The Remaining Need For Cash In Society
Although the markets continue to innovate and introduce cashless forms of payment, including the more recent cryptocurrency, the defining answer lies in whether consumers want to go completely cashless. It is true that consumers have embraced the new forms of payment. In the 2018 Pitney Bowes Global E-commerce Study, 94 percent of Indian consumers were shopping online. However, this has not necessarily translated to a preference for online payments, since consumers continue to battle with worries surrounding the security of cashless payments. There is also the automatic barrier that has been created by technology amongst the older and lower income portion of the population: those that are less likely to access and be up to date with technological advances.
Availability And Accessibility Continues To Play A Role
Based on a recent survey by Cardtronics, over 60 percent of consumers indicated that cash is the most available form of payment to them, with this number jumping to 90 percent for those without a bank account. In India, this point is particularly poignant, since over 80 percent of the population have bank accounts, but many of them do not utilize their services regularly or to the full extent. In fact, when it comes to one of the most common payments, salaries, only 22 percent of workers in India receive non-cash payment, according to World Bank Global Findex. There is also a larger portion of the population that remains digitally challenged, mainly seniors, who make up 8.6 percent of the population. Financial literacy will play a large part in solving this and in helping all consumers to understand their financial options, including the proper usage of consumer finance and credit tools when it comes to financing credit purchases and managing the payments and interest due afterwards.

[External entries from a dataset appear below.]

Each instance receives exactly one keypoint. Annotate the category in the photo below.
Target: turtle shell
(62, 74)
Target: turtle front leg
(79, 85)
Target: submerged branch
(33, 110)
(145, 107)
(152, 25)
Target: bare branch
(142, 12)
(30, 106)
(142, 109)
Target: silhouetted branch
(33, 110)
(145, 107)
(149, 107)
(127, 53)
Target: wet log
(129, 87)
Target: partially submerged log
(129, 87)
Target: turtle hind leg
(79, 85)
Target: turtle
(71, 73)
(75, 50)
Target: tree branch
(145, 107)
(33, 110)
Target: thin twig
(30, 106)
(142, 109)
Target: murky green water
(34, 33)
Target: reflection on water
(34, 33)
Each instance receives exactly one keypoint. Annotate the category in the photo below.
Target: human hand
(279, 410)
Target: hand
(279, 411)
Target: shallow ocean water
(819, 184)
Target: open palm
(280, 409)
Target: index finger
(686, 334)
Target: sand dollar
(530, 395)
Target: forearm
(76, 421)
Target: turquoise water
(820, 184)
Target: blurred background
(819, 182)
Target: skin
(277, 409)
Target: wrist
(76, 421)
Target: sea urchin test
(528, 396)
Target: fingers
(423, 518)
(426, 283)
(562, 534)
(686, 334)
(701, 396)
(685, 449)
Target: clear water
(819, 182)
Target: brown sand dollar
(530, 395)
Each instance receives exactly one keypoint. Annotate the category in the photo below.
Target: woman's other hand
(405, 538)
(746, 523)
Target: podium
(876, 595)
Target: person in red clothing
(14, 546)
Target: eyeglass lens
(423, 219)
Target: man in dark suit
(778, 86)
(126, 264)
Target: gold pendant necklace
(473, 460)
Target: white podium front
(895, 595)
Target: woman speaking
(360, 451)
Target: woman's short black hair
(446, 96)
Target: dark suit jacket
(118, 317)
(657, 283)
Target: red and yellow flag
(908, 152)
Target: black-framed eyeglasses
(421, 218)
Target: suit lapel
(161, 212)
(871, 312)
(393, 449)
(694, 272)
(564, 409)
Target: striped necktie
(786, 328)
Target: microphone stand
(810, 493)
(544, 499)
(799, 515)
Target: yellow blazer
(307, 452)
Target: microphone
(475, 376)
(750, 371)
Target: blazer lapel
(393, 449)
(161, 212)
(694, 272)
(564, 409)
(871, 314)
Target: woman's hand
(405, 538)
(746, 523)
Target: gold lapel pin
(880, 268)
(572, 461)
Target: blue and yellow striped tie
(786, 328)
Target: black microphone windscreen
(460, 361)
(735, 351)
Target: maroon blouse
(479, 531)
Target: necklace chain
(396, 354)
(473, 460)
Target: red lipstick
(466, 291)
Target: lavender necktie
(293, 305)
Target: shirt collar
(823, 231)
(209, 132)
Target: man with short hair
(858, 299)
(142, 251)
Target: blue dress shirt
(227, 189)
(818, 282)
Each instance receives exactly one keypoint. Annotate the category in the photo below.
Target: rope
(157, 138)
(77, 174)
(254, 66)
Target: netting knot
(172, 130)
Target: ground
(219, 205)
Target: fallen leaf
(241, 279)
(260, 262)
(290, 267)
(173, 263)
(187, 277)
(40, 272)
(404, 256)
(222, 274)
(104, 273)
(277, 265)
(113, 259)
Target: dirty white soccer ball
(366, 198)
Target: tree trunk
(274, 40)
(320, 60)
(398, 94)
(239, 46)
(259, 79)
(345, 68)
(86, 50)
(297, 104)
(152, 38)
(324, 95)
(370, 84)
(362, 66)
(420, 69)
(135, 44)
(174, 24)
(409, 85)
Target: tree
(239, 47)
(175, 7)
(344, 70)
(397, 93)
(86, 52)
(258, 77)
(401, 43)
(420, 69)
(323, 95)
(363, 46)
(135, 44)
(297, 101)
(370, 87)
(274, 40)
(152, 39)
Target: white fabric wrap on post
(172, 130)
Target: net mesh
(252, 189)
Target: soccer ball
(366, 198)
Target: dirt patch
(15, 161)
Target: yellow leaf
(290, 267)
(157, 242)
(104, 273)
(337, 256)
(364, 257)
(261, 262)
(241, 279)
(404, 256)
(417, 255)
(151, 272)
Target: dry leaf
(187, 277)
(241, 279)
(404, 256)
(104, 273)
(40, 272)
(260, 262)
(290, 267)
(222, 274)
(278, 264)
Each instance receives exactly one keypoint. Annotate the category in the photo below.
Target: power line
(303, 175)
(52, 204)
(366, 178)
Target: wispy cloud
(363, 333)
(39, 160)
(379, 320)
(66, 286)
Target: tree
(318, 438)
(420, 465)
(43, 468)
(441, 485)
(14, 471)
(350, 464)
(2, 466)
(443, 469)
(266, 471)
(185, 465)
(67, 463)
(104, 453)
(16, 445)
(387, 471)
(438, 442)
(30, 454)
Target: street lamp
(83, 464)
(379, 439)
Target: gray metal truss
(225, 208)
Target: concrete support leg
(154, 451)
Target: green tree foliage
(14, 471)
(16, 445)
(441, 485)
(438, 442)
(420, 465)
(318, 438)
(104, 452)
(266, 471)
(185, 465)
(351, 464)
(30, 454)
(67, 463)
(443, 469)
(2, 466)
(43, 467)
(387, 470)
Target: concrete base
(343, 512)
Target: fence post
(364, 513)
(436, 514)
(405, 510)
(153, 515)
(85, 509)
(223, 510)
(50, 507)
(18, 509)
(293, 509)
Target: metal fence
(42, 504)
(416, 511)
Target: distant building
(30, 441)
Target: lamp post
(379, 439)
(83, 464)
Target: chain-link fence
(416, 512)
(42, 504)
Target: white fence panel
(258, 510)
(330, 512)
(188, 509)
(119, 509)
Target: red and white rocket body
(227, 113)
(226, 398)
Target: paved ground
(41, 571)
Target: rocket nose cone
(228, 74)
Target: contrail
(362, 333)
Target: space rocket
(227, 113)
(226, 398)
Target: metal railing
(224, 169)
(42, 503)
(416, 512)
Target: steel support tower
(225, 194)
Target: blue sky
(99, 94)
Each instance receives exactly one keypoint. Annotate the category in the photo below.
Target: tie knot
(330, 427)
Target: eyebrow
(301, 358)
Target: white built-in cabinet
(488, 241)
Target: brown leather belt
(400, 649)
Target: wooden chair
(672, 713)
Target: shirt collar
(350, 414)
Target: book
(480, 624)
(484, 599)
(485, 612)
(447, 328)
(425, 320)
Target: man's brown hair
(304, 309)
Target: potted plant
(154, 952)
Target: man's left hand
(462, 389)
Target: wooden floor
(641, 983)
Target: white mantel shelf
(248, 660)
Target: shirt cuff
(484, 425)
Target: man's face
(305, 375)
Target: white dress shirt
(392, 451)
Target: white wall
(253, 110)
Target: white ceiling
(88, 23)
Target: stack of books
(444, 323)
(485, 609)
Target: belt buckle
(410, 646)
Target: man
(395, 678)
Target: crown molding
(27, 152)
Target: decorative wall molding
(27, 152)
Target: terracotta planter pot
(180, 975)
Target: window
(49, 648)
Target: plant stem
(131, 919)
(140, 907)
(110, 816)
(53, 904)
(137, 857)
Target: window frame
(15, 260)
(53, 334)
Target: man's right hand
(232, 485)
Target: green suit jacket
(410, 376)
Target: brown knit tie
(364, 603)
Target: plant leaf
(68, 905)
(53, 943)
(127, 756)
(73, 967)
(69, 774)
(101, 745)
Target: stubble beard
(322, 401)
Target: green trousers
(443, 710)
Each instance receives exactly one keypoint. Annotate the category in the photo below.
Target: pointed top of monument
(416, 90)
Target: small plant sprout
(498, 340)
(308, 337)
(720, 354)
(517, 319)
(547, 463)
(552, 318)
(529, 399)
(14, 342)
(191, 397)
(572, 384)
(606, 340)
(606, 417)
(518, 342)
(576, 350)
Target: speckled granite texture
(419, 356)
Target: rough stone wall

Security Concerns May Trump The Superiority Of Going Cashless
There is much to be said about the benefits of cashless forms of payment. Debit cards, payment apps and digital wallets can have great benefits for the consumers, merchants and the economy overall. Not only does it reduce the costs associated with handling money (think transaction costs), it also reduces crime, thanks to increased in-person security. Another major argument for a cashless society continues to be its ability to transcend international boundaries in terms of currency exchanges and differences. Here is the history of Indian currency and its evolution.
However, digitalized payments also open up a new realm of risks, such as those posed to the security of personal data, including direct access to bank accounts, personal information and even employment details. Thanks to this, identity theft and cyber crime continue to attract increasing concern in India, and consumers are taking note.
However, economies such as The United Kingdom and India continue to push ahead with plans for a cashless society. More recently, we have seen the technology behind contactless payments take hold in India. As both sides continue to forge ahead, one thing is certain. The road to a cashless society in India will be a long one, and while it may happen eventually, there are definitely a few vital barriers that need to be overcome.